Der Auftakt setzt ein köstlich-sinnliches Fluidum frei und verführt mich mit einer milden und saftigen Fruchtsüße aus unglaublich verlockenden, reinen und frisch-herben Nuancen der Bergamotte (und vielleicht auch ein paar Tröpfchen Zitrone). Dieser äußerst zirtischen Impression folgt das außergewöhnlich kraftvoll-majestätische und würzig-warme Aroma von Sternanis. Dieses Gewürz harmoniert besonders gut mit den Zitrusfrüchten und kitzelt aus ihnen einen lebendigen und spritzigen Charakter heraus, der hauchfein mit kandierter Mandarine – warm, süß und weich-fruchtig – unterlegt ist. Diese saftige und spritzige Fruchtigkeit entflammt im irrwitzigen Tempo bei jeder Berührung mit Sternanis regelrecht in hitzigen Vibrationen und es entsteht ein wunderschöner orientalisch-süßer erster Eindruck des Parfums.

Der Duft ist sehr komplex und unterteilt sich in viele Facetten, die sich nach und nach entfalten. Hajj enthält wie die ursprünglichen orientalischen Parfums süßliche, intensive und warme Duftnoten. Dadurch entsteht sein sinnlicher, berauschender und eleganter Charakter. Allerdings braucht der Duft seine Zeit, um auf der Haut anzukommen - abwechslungsreich überlagern sich die Ingredienzien, tun sich zusammen und driften dann wieder auseinander auf ihre Solopfade.

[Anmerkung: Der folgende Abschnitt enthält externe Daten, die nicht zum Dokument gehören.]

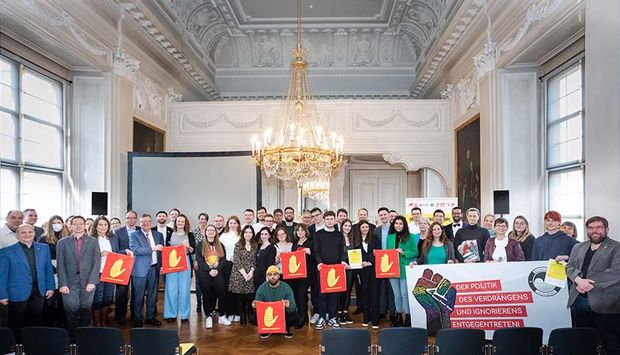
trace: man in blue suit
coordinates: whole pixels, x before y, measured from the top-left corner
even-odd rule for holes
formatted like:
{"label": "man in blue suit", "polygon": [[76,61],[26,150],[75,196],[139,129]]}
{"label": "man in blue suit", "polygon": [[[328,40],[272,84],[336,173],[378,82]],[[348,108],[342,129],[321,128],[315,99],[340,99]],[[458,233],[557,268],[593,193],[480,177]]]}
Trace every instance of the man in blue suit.
{"label": "man in blue suit", "polygon": [[[118,239],[119,253],[131,255],[131,250],[129,249],[129,235],[134,231],[140,230],[140,227],[136,226],[137,221],[138,214],[135,211],[127,211],[127,213],[125,213],[125,226],[114,232],[114,236]],[[119,325],[125,325],[126,322],[125,316],[127,315],[127,294],[129,287],[130,285],[116,285],[114,319],[116,319]]]}
{"label": "man in blue suit", "polygon": [[35,230],[22,224],[18,243],[0,249],[0,303],[9,307],[9,326],[19,339],[24,326],[41,325],[45,298],[54,294],[54,271],[47,244],[35,243]]}
{"label": "man in blue suit", "polygon": [[[135,257],[131,271],[131,304],[134,327],[141,327],[143,323],[161,325],[161,322],[155,318],[155,306],[157,305],[157,288],[164,236],[151,229],[152,223],[151,216],[143,214],[140,218],[142,229],[129,234],[129,249]],[[145,294],[146,321],[143,322]]]}

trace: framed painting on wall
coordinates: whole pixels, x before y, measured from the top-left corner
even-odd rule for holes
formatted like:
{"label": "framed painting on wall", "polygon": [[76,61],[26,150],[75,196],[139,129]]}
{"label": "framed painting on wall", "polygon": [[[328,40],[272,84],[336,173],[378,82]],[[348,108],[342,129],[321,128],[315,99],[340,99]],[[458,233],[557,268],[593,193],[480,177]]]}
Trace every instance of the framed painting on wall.
{"label": "framed painting on wall", "polygon": [[162,153],[165,150],[165,132],[146,122],[133,120],[133,151]]}
{"label": "framed painting on wall", "polygon": [[480,209],[480,115],[456,129],[456,184],[461,208]]}

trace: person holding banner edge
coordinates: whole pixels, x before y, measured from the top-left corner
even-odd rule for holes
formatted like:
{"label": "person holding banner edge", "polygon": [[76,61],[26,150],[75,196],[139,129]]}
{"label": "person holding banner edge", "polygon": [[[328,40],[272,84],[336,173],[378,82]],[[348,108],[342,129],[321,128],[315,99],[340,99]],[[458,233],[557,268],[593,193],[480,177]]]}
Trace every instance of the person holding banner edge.
{"label": "person holding banner edge", "polygon": [[358,223],[358,233],[353,236],[353,247],[362,250],[362,269],[358,271],[362,289],[362,326],[372,323],[372,329],[379,329],[379,282],[375,275],[374,252],[381,249],[381,239],[375,238],[368,221]]}
{"label": "person holding banner edge", "polygon": [[418,264],[432,265],[455,263],[454,245],[448,239],[441,224],[433,222],[429,230],[430,234],[424,239],[424,243],[422,243],[422,247],[420,248]]}
{"label": "person holding banner edge", "polygon": [[300,248],[304,249],[306,254],[306,278],[293,280],[293,291],[295,292],[295,303],[297,304],[297,324],[295,329],[301,329],[308,322],[308,287],[315,287],[316,267],[314,266],[314,258],[312,256],[312,238],[305,224],[300,223],[295,226],[295,239],[292,251]]}
{"label": "person holding banner edge", "polygon": [[[252,308],[256,308],[256,302],[275,302],[284,301],[285,317],[286,317],[286,333],[284,337],[290,339],[293,333],[290,327],[295,324],[297,318],[297,305],[291,287],[283,281],[280,281],[280,269],[271,265],[267,268],[267,280],[256,290],[256,297],[252,301]],[[271,334],[261,334],[261,339],[269,338]]]}
{"label": "person holding banner edge", "polygon": [[[410,263],[416,263],[418,257],[419,234],[409,233],[407,219],[397,216],[390,227],[385,249],[396,249],[400,263],[400,278],[390,279],[390,285],[394,292],[394,305],[396,308],[396,322],[394,326],[411,327],[411,313],[409,310],[409,295],[407,294],[407,277],[405,267]],[[404,312],[403,312],[404,311]],[[405,313],[403,322],[402,313]]]}

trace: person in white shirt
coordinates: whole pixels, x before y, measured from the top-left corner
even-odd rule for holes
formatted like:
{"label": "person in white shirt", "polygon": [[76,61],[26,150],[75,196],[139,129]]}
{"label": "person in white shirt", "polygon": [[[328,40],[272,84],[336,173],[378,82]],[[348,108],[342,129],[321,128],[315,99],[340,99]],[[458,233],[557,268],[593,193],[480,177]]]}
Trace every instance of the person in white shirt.
{"label": "person in white shirt", "polygon": [[[170,238],[173,229],[168,227],[168,225],[166,224],[166,222],[168,221],[168,214],[166,213],[166,211],[157,212],[155,218],[157,219],[157,225],[153,229],[161,233],[161,235],[164,236],[164,240],[166,238]],[[176,217],[174,219],[176,220]]]}
{"label": "person in white shirt", "polygon": [[[252,212],[252,214],[254,213]],[[226,282],[226,297],[224,298],[224,304],[220,307],[222,308],[221,314],[225,314],[230,322],[239,322],[241,320],[241,317],[237,314],[239,306],[234,302],[236,297],[234,297],[232,292],[228,291],[233,258],[235,256],[235,244],[237,244],[239,238],[241,238],[241,222],[239,221],[239,217],[230,216],[226,222],[224,233],[220,236],[220,243],[222,243],[224,250],[226,250],[226,265],[222,270],[224,273],[224,281]]]}
{"label": "person in white shirt", "polygon": [[446,231],[446,236],[450,239],[451,242],[454,242],[454,237],[456,236],[456,232],[461,228],[467,227],[468,224],[463,222],[463,210],[459,207],[452,208],[452,223],[448,224],[444,227]]}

Bei der unermüdlichen Suche nach Harmonien hat sich soOud von der Natur inspirieren lassen und stieß auf die Blüten des immergrünen Osmanthus-Strauches, die einen lieblichen Pfirsichduft mit fruchtig-blumigen und dennoch auch dezent holzigen, ledrigen und animalischen Noten verströmen. Die Kunst bestand nun darin, diesem Duft der Natur eine konkrete, mehr als lebensechte Form zu verleihen. Doch wie lässt sich der fruchtige und honigtröpfchenmilde Duft der Blüten des Osmanthus-Strauches mit ihrer samtig-seidiger Zartheitz um Leben erwecken?
 
Selbstverständlich war dieser blumige Akkord nicht ohne die luftig-leichte Magie einer Rosennote denkbar. Doch anstatt Rosen-Absolue hat soOud einem subtilen Extrakt den Vorzug gegeben. Ein weicher, samtiger und bezaubernder Duft-Nebel mit einem blumigen, leicht rosigen, sogar fast maiglöckchenartigen Duft des ätherischen Rosenholzöls mit seiner süß-würzigen Note gestaltet den Duft wunderbar sinnlich. Ein süßlich-zuckriger Hauch von Lakritze legt sich bald darüber und verbindet sich mit der feurigen, pfeffrigen und fruchtigen Schärfe der strahlenden Ingwer-Gewürznote. Neben der delikaten Süße, verfügt der Duft auch über sehr trockene und auch gewürzige und kräuterartige Akzente, was mir sehr gut gefällt, weil es den Duftverlauf aufregend gestaltet. Dieser olfaktorische Eindruck könnte wohlmöglich auf den ungewöhnlich-intensiven und sehr konzentrierten Duft von Lakritze - mit den süßen, aromatisch-fruchtigen, dezent würzig-bitteren und geringfügig scharfen Nuancen - zurückzuführen sein (eine köstliche und erstaunlich starke Duft-Impression). Lakritze ist eine Komponente, die nicht allzu häufig in Düften anzutreffen ist, hier aber von ihrer schönsten und olfaktorisch facettenreichsten Seite glänzt. Der sahnige Lakritzlikör mischt sich dann mit den so wohltuend-warmen, cremigen und samtigen Hölzern und Harzen. Auf diese Weise entsteht die süchtigmachende Wirkung von Hajj, die den Duft ebenso intensiv wie unvergesslich macht. Kaum erwärmt sich der Duft auf meiner Haut, verströmt er seine ganze, unwiderstehlich natürliche Sinnlichkeit.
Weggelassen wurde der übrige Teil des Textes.